There are, however, signs of significant earlier land usage in the parish. Near to the boundary with Heather and Ravenstone an Iron Age settlement has been discovered. Equally, the newly discovered Roman road from Leicester to Chester has been discovered running through the centre of Normanton. Just over the parish boundary in the southern Ravenstone area there was a small Roman town.

A track called the Swepstone Way can be traced running from the Iron Age settlement all the way to Tamworth. The Salt Way which ran through Measham can also be traced to Normanton. It is not totally implausible to suggest that a road/track ran through the centre from Ancaster to Wall. If this is correct it would suggest that this track was of Roman origin. However, this is very much a speculative road at the moment.

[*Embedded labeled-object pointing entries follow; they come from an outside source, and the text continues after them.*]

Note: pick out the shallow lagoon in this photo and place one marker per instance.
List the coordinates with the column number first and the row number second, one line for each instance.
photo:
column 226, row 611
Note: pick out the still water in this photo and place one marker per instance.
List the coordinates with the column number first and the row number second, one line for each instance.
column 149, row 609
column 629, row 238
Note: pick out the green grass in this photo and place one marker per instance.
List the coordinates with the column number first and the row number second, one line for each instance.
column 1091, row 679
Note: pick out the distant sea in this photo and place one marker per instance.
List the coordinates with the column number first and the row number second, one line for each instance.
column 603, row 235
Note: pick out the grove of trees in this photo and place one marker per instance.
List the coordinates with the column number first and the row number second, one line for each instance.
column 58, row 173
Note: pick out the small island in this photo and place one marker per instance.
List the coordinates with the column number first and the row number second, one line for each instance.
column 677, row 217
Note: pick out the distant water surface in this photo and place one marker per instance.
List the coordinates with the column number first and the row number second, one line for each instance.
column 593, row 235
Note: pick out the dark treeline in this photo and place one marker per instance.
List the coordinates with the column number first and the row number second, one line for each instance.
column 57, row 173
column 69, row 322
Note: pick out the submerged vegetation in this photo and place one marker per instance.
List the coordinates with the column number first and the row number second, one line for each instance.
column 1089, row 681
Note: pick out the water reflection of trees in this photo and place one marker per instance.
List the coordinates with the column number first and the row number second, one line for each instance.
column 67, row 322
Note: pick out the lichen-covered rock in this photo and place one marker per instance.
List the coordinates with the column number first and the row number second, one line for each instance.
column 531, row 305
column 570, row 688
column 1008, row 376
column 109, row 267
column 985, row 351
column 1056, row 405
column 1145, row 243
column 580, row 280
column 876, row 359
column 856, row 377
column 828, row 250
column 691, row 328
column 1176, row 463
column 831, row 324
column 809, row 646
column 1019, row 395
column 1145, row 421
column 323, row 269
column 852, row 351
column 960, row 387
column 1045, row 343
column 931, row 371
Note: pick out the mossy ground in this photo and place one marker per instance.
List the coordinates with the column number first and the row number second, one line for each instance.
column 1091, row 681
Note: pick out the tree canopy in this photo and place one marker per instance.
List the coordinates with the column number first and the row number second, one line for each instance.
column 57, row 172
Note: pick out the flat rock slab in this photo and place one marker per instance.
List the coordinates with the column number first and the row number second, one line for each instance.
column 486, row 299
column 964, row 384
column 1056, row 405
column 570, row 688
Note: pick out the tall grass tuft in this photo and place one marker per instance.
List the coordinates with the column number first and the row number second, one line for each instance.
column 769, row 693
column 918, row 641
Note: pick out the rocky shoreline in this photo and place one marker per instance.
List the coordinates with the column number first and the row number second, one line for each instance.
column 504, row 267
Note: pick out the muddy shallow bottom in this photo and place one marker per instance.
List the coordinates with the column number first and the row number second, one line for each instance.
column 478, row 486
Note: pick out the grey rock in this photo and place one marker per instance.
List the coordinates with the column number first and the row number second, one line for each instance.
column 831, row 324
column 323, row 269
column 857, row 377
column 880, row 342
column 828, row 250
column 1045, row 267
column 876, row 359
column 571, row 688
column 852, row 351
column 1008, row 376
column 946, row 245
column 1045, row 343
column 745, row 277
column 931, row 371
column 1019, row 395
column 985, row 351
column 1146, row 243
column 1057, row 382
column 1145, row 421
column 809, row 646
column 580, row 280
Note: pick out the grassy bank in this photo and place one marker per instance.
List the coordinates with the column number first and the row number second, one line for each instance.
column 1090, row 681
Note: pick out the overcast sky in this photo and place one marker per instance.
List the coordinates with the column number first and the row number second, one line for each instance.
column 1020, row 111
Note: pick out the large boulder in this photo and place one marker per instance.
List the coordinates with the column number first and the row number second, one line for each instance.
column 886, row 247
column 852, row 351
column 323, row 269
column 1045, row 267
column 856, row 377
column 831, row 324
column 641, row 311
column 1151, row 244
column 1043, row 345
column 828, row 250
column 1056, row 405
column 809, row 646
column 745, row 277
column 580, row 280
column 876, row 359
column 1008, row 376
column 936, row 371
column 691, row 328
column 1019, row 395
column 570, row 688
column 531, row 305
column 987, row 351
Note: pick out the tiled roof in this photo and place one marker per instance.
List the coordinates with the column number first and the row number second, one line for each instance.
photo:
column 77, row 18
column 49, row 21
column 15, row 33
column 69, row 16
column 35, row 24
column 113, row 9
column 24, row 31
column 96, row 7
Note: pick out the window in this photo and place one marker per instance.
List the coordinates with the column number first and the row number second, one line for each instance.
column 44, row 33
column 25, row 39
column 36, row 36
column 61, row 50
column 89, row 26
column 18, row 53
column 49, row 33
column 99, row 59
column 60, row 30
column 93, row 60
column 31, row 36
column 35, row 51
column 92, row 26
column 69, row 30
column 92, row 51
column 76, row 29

The settlement is not mentioned in the Domesday Book and the first mention we have is in 1209. Much of the land in the early Middle Ages to the north was known to be woodland or heathland. Coal mining formed part of the economy of the area from a very early period and mines have been found at the abandoned village of Alton to the north of Normanton.

To the east of the village was the Long Moor open cast coal mine managed by UK Coal. Over a three-year period from 2007 to 2010 this extracted 725,000 tons of coal. Following restoration, the 188 acre mine site has been acquired by the Woodland Trust. With adjoining agricultural land this will become the Flagship Diamond Wood, a 186 ha new woodland to celebrate the 2012 Diamond Jubilee of Queen Elizabeth II.